Instead, I am going to talk about five things that will happen in and around the politics of the property sector despite the surprising outcome.
1. Business rates
The first is real change in the area of business rates.
Let’s be clear about what business rates really are. They are not a local tax. The tax rate is set centrally (for each of the four UK nations) at a uniform level. The rate is multiplied by each non-domestic property’s rateable value. Councils collect the money, send it to the Treasury, which then redistributes it on a per capita basis as part of the bundle of needs-based grant support that is provided to all local authorities.
It’s not transparent and it’s not local.
The coalition government has tinkered at the margins, allowing councils to keep some of the revenue from newly consented properties, providing a “development incentive” that readers of this magazine are likely to regard as welcome.
All the main parties are committed to reforming business rates, largely under pressure from the retail sector, which has seen an awful hollowing out of the high street during the recession.
The Treasury is consulting on further changes with that consultation closing on 12 June.
The least we’ll see is councils allowed to keep all new business rate revenue. At the other end of the scale, with devolution/decentralisation mania ripping across the country, we will also hear serious calls for the rate to be returned entirely to local government control. Under this scenario, they are trusted to set, collect and keep business rates in their entirety.
2. Housing revolt
The second certainty is a popular revolt over housing costs.
With house-building stats still spluttering, social housing set for a possible for sell-off, the private rented market as bad as it has ever been, and home ownership beyond the reach of many in the South East and London, housing is going to get hot as an issue.
The Conservative move to let the right-to-buy genie out of the bottle for housing association tenants has refocused attention on the unavailability of affordable housing to rent.
Home ownership is undeniably popular with that part of the public who have the chance of getting on the ladder.

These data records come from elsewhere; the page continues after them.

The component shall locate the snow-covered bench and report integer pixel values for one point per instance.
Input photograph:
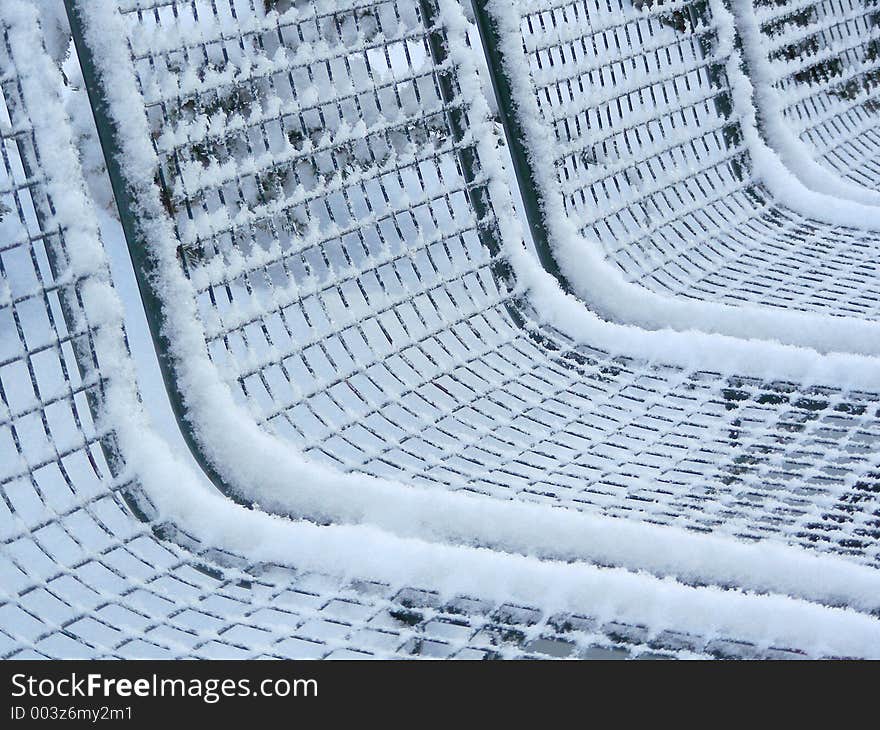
(663, 204)
(374, 365)
(819, 83)
(335, 252)
(87, 567)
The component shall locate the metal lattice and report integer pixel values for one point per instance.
(365, 323)
(84, 570)
(653, 167)
(825, 64)
(352, 302)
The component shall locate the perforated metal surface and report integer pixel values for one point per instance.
(352, 305)
(379, 341)
(825, 64)
(652, 166)
(84, 573)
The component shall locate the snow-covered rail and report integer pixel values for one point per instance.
(663, 204)
(357, 336)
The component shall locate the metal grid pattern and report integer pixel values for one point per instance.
(825, 64)
(84, 571)
(652, 164)
(352, 302)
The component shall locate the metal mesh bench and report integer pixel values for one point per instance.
(824, 64)
(651, 159)
(331, 208)
(86, 568)
(385, 333)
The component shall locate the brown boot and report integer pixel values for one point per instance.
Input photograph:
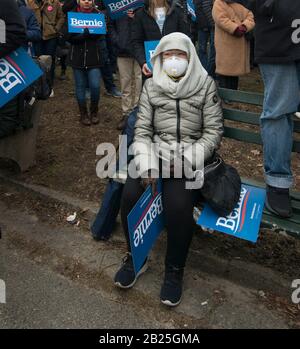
(84, 116)
(94, 114)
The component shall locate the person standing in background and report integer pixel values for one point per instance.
(87, 55)
(156, 19)
(15, 36)
(51, 19)
(33, 30)
(277, 52)
(232, 21)
(206, 35)
(129, 69)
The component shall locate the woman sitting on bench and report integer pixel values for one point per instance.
(179, 108)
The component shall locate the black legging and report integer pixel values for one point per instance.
(178, 205)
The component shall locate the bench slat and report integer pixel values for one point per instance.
(241, 96)
(250, 118)
(241, 116)
(250, 137)
(242, 135)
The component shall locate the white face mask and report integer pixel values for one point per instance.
(175, 66)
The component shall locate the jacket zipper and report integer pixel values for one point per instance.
(84, 61)
(178, 121)
(72, 53)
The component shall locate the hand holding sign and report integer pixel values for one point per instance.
(93, 22)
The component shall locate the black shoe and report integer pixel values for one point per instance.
(122, 124)
(278, 201)
(114, 93)
(125, 277)
(171, 290)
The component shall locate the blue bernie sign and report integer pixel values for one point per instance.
(150, 47)
(17, 72)
(145, 223)
(244, 220)
(191, 9)
(78, 21)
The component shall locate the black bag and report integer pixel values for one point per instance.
(222, 186)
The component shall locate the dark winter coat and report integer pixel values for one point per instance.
(145, 28)
(204, 14)
(33, 30)
(277, 33)
(87, 51)
(14, 27)
(120, 33)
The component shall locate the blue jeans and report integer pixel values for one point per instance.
(87, 79)
(281, 100)
(207, 59)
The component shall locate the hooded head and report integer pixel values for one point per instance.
(190, 71)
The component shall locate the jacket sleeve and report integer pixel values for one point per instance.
(145, 157)
(249, 21)
(14, 27)
(221, 17)
(137, 39)
(33, 28)
(212, 128)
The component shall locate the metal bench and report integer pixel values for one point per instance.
(237, 132)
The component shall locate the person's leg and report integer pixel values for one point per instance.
(125, 66)
(280, 102)
(63, 65)
(298, 74)
(94, 76)
(203, 36)
(125, 276)
(225, 81)
(49, 48)
(234, 82)
(107, 76)
(138, 83)
(211, 66)
(178, 205)
(81, 83)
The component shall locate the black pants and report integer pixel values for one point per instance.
(9, 118)
(231, 82)
(178, 204)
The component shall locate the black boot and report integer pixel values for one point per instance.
(171, 290)
(122, 124)
(278, 201)
(84, 116)
(94, 113)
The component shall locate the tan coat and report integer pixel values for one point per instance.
(50, 17)
(232, 53)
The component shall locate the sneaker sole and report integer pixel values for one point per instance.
(169, 303)
(142, 270)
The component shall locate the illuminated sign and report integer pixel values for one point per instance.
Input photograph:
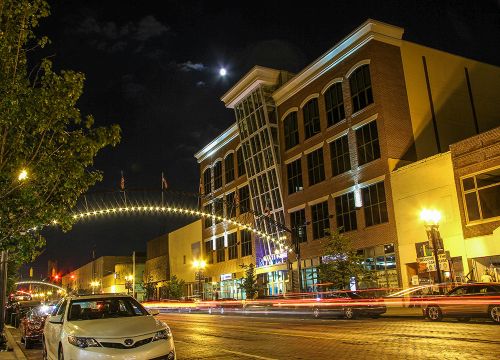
(273, 259)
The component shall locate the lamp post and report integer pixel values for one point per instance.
(431, 220)
(94, 284)
(128, 283)
(199, 265)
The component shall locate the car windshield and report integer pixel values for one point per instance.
(105, 308)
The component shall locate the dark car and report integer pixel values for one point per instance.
(465, 302)
(31, 325)
(347, 304)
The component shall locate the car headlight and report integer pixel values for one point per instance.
(162, 335)
(83, 342)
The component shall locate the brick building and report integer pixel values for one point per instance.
(316, 150)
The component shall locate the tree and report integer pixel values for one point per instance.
(340, 262)
(42, 132)
(249, 283)
(175, 288)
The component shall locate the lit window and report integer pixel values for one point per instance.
(361, 88)
(481, 194)
(334, 102)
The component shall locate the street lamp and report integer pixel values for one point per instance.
(94, 284)
(128, 283)
(431, 220)
(199, 265)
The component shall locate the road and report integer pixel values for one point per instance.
(203, 336)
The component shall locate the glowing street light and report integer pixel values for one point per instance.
(199, 265)
(431, 219)
(23, 175)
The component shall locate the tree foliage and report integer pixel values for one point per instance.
(341, 262)
(41, 131)
(249, 283)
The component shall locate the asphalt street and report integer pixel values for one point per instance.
(203, 336)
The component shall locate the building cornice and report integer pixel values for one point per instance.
(218, 143)
(256, 76)
(369, 30)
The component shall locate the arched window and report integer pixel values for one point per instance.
(291, 130)
(241, 165)
(218, 175)
(361, 88)
(207, 181)
(229, 167)
(311, 118)
(334, 102)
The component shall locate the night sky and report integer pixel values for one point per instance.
(152, 67)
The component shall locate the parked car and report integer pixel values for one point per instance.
(465, 302)
(105, 326)
(347, 304)
(31, 325)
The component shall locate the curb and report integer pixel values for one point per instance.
(14, 345)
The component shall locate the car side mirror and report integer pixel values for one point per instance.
(56, 319)
(154, 312)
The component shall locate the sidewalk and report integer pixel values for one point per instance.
(16, 353)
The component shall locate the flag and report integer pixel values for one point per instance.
(201, 188)
(164, 184)
(122, 183)
(236, 196)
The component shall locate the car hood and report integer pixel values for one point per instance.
(116, 327)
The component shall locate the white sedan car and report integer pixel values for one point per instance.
(105, 326)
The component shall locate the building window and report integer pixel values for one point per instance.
(298, 225)
(241, 164)
(361, 88)
(229, 168)
(218, 175)
(232, 246)
(230, 205)
(374, 204)
(339, 151)
(207, 209)
(334, 101)
(219, 246)
(311, 118)
(320, 219)
(246, 243)
(208, 251)
(345, 212)
(219, 209)
(291, 130)
(207, 181)
(294, 173)
(367, 141)
(315, 166)
(481, 194)
(244, 199)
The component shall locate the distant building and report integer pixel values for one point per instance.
(108, 274)
(315, 151)
(157, 269)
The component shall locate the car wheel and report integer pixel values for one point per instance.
(349, 313)
(495, 313)
(316, 313)
(434, 313)
(60, 355)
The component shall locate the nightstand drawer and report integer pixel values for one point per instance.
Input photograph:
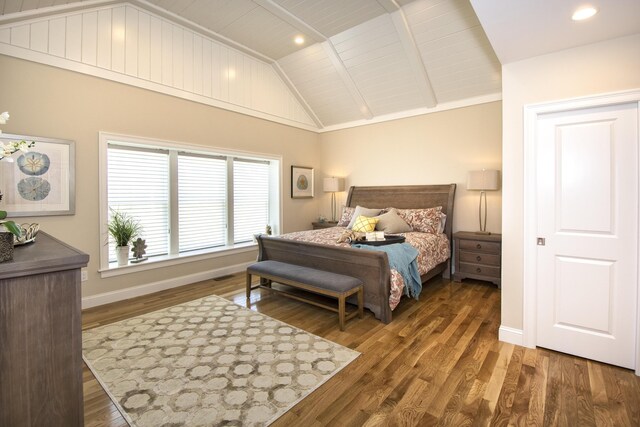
(478, 246)
(480, 258)
(480, 270)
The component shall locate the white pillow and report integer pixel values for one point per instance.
(391, 223)
(360, 211)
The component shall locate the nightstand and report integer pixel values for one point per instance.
(326, 224)
(477, 256)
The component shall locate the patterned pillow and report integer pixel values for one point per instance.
(364, 224)
(347, 214)
(364, 212)
(423, 220)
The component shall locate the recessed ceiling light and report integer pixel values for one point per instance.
(584, 13)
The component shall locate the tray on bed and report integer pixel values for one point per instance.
(389, 239)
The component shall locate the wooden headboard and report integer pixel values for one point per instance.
(406, 197)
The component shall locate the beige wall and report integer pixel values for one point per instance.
(56, 103)
(438, 148)
(598, 68)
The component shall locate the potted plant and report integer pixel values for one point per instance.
(123, 228)
(8, 228)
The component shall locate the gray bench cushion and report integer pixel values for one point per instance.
(310, 276)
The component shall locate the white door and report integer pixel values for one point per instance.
(587, 210)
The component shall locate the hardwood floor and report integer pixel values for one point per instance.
(438, 363)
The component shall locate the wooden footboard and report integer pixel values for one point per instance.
(372, 267)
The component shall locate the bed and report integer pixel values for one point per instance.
(372, 267)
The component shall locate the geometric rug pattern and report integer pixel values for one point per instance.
(208, 362)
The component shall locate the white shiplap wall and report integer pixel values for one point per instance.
(133, 46)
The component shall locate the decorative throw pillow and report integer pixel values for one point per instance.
(443, 223)
(347, 214)
(423, 220)
(391, 223)
(364, 212)
(364, 224)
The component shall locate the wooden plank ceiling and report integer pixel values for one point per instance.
(361, 59)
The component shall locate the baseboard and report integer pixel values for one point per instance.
(511, 335)
(149, 288)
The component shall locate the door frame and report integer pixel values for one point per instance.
(531, 116)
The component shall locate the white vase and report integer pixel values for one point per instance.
(122, 253)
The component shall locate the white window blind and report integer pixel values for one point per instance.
(250, 198)
(202, 206)
(138, 184)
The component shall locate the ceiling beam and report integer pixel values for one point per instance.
(297, 94)
(389, 5)
(347, 80)
(288, 17)
(415, 59)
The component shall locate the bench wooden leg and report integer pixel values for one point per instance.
(341, 310)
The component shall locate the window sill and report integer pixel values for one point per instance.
(113, 270)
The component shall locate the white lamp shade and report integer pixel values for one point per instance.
(332, 185)
(483, 180)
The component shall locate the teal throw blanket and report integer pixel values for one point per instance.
(403, 258)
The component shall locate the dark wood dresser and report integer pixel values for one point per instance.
(41, 335)
(477, 256)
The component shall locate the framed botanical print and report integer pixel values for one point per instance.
(41, 181)
(301, 182)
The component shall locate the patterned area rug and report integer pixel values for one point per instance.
(208, 362)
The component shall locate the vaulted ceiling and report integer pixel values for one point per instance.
(361, 59)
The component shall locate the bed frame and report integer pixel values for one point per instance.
(372, 267)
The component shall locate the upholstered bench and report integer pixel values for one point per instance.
(311, 280)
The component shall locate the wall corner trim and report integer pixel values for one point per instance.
(510, 335)
(149, 288)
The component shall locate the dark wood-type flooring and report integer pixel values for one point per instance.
(438, 363)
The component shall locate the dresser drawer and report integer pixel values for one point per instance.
(480, 270)
(479, 258)
(478, 246)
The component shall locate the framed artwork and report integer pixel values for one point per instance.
(40, 182)
(301, 182)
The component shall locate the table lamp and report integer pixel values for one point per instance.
(333, 185)
(484, 180)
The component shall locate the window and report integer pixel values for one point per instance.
(189, 201)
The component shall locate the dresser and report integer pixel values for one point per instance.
(477, 256)
(41, 335)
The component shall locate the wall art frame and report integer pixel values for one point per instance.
(301, 182)
(40, 182)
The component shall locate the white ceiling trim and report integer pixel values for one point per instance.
(469, 102)
(389, 5)
(413, 54)
(200, 29)
(291, 19)
(364, 108)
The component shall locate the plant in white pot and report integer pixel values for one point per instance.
(123, 228)
(8, 228)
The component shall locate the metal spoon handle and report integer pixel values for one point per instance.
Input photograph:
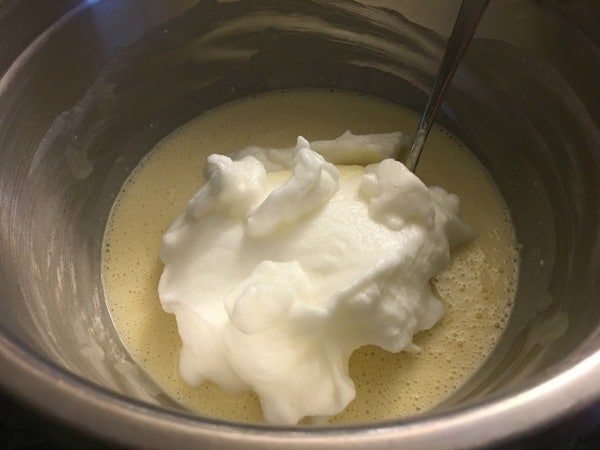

But those left out will become increasingly vocal.
Cameron’s new government will be compelled to pump-prime house-building, loosen planning control and impose targets on recalcitrant local authorities.
3. Fragmentation
The third thing we’ll see is a continued fragmentation of the United Kingdom as decentralisation takes hold.
The UK is going to become a more complex environment within which to do business, especially if that business is really property.
It will no longer be quite so clear where the power lies in the area in which you are operating. Nationally, locally, hyper-locally? In an environment where everyone from George Osborne to Nicola Sturgeon will be taking powers from Whitehall, the old political certainties will be increasingly challenged.
4. Public sector sell-off
Fourthly, as any Government will be forced to look down the back of the sofa for loose change, the period to 2020 will see an accelerated sell-off of public assets – and we expect parliament to force the pace on this.
Smart developers will look to partner with owners of public assets to make sure that real opportunities, that create true value for communities and for the businesses that serve them, arise from what will undoubtedly be a forced divestment.
5. Demise of the LEPs
Finally, we will surely see the timely demise of the unloved and unlovely local enterprise partnerships.
A crackpot creation of that wannabe master of dog-whistle politics, Eric Pickles, LEPs have proved as ineffective as they have been under-resourced.
Sadly, we will not see a returned to fully formed regional development agencies.
However, we will see a renaissance of local economic regeneration initiatives, not driven by top-down diktats from crackpot Cabinet members, but genuinely the product of local and regional will to harness the strengths and assets of a particular area.
Look at the work that the Core Cities and the Key Cities networks of councils are already doing to reroute power to communities and away from Whitehall. Regeneration will happen on the ground, and it is there that the property industry needs to find its feet with the new power-wielders of the 2015-2020 parliament.